Five years ago, the Organic Consumers Association had Starbucks squarely in its sights. They were running a “frankenbucks campaign,” protesting the company’s annual meeting and were undertaking an effort to prevent Starbucks from selling or using any milk produced from cows receiving supplemental bovine growth hormones (rbST/ rbGH). Starbucks made the correct decision to not be cowed by the OCA and continue to serve safe and affordable conventionally-produced milk, while offering consumers organic milk produced without the aid of these safe supplements as an alternative.

What happened? Well, Starbucks stores stocked up on organic milk anticipating the huge demand that activists claimed existed. The organic milk, like all national organic brands, was ultra-pasteurized for extended shelf life. Unlike your local conventional, normally pasteurized milk with a shelf life of about 14 days, these U-P organic brands can last weeks. Stonyfield Organic claims their milk can last up to 70 days before the stores have to stop selling it. Even with the extended shelf-life, Starbucks managers across the country reported that they were throwing away far more organic milk than they were selling, so most stores no longer offer it even as an option. The company tells us that the decision to offer an organic milk alternative is now left up to individual stores. Starbucks offers organic soy juice alternatives instead. All of this really puts a dent in the OCA’s “consumers are demanding organic milk” argument.

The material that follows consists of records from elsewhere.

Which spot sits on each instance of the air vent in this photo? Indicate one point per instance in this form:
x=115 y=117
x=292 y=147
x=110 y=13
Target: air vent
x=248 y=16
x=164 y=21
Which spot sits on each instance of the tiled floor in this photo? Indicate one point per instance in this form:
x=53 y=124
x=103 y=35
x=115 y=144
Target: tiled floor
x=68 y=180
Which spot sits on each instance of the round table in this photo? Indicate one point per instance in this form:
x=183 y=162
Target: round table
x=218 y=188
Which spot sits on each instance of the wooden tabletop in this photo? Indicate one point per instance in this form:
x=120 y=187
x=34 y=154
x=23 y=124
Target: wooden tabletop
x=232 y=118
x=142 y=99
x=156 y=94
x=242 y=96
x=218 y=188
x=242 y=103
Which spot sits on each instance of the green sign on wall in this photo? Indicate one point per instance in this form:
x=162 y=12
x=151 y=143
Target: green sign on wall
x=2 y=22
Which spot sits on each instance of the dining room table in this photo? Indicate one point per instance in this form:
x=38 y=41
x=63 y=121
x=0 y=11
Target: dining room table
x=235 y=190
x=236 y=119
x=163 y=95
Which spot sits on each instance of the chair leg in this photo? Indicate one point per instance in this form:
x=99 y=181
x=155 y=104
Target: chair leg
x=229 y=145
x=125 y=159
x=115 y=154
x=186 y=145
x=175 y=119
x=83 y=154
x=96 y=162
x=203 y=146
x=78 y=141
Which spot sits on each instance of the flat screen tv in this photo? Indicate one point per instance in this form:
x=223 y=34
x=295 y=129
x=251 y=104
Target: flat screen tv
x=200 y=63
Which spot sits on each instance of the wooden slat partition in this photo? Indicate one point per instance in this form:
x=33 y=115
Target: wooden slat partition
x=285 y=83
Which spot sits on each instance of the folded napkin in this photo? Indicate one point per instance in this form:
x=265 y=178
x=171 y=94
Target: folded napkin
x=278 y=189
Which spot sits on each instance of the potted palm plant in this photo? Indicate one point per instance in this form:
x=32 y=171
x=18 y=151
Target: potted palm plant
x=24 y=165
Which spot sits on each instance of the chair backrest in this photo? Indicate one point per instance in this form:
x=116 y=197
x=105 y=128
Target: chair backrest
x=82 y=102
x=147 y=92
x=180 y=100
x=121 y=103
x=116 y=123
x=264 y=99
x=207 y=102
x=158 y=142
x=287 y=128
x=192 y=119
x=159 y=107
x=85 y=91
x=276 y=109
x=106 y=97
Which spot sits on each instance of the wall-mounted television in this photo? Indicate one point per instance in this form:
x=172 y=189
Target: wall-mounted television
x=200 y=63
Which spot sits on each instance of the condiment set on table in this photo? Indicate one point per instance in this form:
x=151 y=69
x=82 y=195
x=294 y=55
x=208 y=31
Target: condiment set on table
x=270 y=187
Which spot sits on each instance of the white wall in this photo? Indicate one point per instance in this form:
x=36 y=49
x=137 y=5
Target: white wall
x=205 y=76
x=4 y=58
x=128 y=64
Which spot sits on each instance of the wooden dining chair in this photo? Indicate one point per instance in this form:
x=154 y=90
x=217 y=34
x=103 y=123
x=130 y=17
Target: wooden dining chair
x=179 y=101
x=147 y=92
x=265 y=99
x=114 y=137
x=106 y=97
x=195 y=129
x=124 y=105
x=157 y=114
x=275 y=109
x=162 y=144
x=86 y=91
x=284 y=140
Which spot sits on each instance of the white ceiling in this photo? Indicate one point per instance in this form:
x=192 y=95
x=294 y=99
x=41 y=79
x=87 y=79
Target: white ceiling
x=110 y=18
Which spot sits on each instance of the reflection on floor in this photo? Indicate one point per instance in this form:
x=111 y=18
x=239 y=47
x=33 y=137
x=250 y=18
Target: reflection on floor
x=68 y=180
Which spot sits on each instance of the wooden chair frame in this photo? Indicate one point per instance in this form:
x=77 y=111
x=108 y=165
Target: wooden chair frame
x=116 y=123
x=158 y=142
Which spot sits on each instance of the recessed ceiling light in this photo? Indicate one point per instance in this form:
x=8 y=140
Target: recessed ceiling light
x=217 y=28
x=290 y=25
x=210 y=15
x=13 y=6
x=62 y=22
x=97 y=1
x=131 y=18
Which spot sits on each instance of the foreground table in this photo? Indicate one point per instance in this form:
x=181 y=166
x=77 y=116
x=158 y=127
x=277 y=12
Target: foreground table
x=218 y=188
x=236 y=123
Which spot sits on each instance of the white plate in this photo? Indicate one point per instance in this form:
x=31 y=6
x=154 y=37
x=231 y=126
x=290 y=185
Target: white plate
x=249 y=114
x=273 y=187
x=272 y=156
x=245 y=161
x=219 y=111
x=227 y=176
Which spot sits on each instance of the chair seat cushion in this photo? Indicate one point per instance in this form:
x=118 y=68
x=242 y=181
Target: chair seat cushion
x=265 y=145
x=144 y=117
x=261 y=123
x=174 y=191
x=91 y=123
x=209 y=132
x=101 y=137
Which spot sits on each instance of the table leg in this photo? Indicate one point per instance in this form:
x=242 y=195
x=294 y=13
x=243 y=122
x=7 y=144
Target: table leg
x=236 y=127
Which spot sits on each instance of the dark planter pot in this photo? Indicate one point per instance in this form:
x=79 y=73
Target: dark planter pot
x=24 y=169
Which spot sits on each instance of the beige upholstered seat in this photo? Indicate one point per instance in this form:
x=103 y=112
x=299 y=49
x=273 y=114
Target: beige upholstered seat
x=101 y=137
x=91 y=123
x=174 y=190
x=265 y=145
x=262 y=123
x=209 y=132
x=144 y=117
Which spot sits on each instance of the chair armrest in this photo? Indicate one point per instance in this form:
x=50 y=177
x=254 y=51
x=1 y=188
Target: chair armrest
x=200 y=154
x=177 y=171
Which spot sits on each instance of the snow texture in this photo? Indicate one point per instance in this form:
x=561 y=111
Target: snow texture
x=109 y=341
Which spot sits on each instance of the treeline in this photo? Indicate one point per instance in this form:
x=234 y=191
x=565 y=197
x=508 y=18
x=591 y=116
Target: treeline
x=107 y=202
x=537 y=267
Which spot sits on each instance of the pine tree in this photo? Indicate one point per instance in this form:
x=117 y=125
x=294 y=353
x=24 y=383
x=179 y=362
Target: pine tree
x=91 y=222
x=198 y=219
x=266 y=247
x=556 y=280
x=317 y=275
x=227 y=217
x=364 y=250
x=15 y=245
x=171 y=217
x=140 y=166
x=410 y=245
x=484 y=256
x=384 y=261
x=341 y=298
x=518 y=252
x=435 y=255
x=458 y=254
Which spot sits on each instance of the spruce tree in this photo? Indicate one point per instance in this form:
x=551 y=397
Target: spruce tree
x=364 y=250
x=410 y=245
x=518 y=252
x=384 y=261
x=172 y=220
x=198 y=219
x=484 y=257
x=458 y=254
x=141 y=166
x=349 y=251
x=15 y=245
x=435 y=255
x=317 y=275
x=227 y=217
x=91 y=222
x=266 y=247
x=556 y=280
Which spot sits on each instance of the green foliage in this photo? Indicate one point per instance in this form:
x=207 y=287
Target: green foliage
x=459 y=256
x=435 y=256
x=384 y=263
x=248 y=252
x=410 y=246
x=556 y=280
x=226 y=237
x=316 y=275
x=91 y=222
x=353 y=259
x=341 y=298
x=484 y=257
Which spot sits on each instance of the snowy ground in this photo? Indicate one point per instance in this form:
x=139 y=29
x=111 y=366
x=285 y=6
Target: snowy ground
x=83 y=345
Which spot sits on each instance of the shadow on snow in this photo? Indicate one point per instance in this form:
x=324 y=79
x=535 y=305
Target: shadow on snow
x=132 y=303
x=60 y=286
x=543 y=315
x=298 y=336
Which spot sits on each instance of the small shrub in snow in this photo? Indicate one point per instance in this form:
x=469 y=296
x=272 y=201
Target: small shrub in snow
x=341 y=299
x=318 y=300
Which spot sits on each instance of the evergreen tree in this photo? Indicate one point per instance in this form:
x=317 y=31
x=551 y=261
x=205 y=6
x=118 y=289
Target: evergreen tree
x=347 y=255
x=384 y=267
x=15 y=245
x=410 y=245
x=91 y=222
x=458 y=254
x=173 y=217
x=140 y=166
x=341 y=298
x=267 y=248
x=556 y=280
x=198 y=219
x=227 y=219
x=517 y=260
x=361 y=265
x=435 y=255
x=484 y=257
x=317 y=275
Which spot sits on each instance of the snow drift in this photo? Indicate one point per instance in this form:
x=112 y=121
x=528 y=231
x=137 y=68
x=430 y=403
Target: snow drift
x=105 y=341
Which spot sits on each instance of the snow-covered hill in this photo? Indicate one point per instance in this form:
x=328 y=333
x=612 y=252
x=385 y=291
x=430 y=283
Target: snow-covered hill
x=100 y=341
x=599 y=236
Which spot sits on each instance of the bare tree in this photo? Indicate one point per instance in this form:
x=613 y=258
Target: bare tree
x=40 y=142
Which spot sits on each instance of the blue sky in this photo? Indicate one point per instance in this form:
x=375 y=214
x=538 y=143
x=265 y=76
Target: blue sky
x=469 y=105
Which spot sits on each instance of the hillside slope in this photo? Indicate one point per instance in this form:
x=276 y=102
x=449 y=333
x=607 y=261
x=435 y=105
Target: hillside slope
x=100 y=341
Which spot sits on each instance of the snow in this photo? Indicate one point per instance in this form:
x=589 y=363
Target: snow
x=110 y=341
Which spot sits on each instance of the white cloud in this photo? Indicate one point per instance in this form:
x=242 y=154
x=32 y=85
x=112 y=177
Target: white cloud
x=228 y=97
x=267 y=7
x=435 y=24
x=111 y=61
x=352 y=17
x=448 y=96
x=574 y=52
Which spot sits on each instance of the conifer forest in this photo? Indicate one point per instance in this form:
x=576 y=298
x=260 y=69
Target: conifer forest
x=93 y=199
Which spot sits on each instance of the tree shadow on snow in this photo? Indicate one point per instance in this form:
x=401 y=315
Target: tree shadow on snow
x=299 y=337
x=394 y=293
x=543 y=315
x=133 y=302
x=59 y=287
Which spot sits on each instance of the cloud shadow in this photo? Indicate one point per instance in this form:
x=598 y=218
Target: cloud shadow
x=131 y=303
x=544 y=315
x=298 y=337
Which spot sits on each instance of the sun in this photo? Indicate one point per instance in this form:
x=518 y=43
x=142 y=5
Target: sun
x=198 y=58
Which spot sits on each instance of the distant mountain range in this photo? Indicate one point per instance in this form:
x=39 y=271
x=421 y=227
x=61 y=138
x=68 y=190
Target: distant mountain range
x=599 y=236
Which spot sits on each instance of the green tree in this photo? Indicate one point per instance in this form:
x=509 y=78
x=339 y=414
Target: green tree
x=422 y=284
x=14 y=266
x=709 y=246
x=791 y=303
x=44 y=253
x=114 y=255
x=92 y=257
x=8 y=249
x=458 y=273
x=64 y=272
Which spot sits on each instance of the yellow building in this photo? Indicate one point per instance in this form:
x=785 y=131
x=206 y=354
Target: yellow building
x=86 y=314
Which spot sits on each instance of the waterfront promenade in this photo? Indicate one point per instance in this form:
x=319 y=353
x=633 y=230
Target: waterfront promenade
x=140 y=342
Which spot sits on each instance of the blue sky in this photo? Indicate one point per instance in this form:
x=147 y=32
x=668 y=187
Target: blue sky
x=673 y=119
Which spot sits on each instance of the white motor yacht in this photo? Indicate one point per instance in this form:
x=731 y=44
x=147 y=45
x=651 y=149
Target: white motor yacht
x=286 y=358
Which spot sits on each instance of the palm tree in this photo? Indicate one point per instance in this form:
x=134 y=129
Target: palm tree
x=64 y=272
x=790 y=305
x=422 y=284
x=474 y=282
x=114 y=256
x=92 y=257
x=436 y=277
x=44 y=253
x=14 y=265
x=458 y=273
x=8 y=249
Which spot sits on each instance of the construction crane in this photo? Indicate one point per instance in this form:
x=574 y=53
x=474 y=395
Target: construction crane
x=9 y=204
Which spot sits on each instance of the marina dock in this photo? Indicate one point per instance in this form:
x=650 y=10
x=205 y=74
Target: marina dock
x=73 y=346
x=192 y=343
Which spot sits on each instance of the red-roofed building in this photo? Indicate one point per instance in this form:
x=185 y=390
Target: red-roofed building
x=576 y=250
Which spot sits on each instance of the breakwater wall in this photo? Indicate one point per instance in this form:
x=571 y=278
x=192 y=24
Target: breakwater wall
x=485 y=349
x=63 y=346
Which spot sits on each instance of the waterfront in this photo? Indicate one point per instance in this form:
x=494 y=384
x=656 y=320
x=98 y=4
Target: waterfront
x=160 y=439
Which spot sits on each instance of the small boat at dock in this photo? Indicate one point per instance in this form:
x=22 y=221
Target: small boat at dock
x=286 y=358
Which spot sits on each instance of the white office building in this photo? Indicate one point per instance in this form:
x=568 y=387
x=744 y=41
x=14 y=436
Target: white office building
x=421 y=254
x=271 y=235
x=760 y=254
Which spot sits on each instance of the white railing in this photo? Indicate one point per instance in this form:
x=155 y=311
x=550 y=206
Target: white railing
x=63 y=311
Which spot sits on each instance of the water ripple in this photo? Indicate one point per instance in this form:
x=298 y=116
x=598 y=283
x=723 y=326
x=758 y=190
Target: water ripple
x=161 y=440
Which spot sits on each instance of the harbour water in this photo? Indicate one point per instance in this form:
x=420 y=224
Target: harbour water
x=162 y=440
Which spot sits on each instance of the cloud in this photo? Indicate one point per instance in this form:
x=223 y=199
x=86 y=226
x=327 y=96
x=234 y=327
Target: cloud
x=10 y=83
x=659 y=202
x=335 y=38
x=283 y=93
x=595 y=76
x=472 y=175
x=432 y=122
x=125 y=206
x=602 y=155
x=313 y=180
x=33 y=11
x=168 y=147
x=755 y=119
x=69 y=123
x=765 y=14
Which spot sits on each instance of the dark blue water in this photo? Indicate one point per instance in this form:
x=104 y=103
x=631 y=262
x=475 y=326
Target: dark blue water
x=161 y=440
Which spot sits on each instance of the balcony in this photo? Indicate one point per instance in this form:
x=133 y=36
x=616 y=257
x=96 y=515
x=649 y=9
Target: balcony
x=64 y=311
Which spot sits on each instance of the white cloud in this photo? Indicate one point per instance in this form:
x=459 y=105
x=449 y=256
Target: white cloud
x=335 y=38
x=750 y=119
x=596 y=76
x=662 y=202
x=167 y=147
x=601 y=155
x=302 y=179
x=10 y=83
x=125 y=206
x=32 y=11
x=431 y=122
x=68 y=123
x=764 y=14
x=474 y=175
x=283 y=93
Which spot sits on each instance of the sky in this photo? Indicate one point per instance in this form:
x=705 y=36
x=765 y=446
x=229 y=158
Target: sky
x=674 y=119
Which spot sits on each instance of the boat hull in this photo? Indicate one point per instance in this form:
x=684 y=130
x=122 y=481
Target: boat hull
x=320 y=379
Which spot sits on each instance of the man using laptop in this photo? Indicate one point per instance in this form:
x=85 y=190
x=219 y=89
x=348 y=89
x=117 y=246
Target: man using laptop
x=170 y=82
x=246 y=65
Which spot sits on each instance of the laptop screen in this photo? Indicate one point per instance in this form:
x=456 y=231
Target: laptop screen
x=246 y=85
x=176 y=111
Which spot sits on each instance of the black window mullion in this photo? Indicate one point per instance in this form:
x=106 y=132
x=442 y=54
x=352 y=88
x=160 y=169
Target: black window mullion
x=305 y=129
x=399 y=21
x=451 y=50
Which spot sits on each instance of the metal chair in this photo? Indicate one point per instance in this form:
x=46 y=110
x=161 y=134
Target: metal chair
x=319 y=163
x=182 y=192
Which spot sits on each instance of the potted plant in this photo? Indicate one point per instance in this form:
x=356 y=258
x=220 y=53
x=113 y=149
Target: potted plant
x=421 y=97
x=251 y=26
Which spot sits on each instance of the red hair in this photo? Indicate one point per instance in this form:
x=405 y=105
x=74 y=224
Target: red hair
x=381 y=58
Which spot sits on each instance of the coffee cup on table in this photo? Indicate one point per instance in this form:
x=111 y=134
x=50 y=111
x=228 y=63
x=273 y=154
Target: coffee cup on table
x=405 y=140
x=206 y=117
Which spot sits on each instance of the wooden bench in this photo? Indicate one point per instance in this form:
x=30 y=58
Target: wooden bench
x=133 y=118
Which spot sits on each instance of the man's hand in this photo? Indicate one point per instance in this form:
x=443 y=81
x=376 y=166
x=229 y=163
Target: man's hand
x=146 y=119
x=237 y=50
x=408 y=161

Yet once again Starbucks is the target of an anti-rBST campaign, this time led by Food and Water Watch, a spin off of Ralph Nader’s anti-corporate, anti-globalization, anti-modern technology, self-anointed protector of the populous Public Citizen. This campaign is being launched on the tattered shirt tails of the animal rights extremists’ Meatrix II: Revolting, which purports to tell the truth about dairy farms.

As Starbucks learned five years ago, the demands of these wactivists are not shared by most consumers. And today we have the activists’ own words to back us up. In a lengthy email chain in response to a question from Michele Simon of InformedEating.org – who refers to Starbucks as “rapacious” – Wynona Hauter of Food and Water Watch writes:

“There were several reasons why we chose Starbucks as our target for an rBGH-free campaign, and none of them were that we thought we could morph them into a model corporate citizen. One is that we needed to focus on a national target that was easily identifiable to the public, would entail a simple action, and had a feasible chance of success. More importantly, if Starbucks switched to rBGH-free milk, it would have a big impact.”

We’ve learned from tax returns and other publicly available documents that the OCA-led wactivist campaign from five years ago was funded by the very same organic dairy industry that would benefit from an attack on conventional milk.

It is shameful, but not surprising that multi-million-dollar-organic-mega-dairies would fund activist scare campaigns to whip up demand for their high-profit, no-benefit products. The Organic Trade Association has gone so far as to produce an online media campaign entitled “Store Wars” demonstrating the aggressive lengths to which they will go to deceive consumers and vilify safe, affordable products to make a buck.

Because disclosure rules for activists like Ralph Nader’s Food & Water Watch are so lax and are virtually un-enforced by regulators, we won’t learn for years who is paying them to attack milk this time. If I were a betting man, my money would be on the same people who funded it last time.

We hope that Starbucks will again see the folly of capitulating to these advocacy group demands and organic industry-funded campaigns. Because as we and Starbucks know, milk is milk.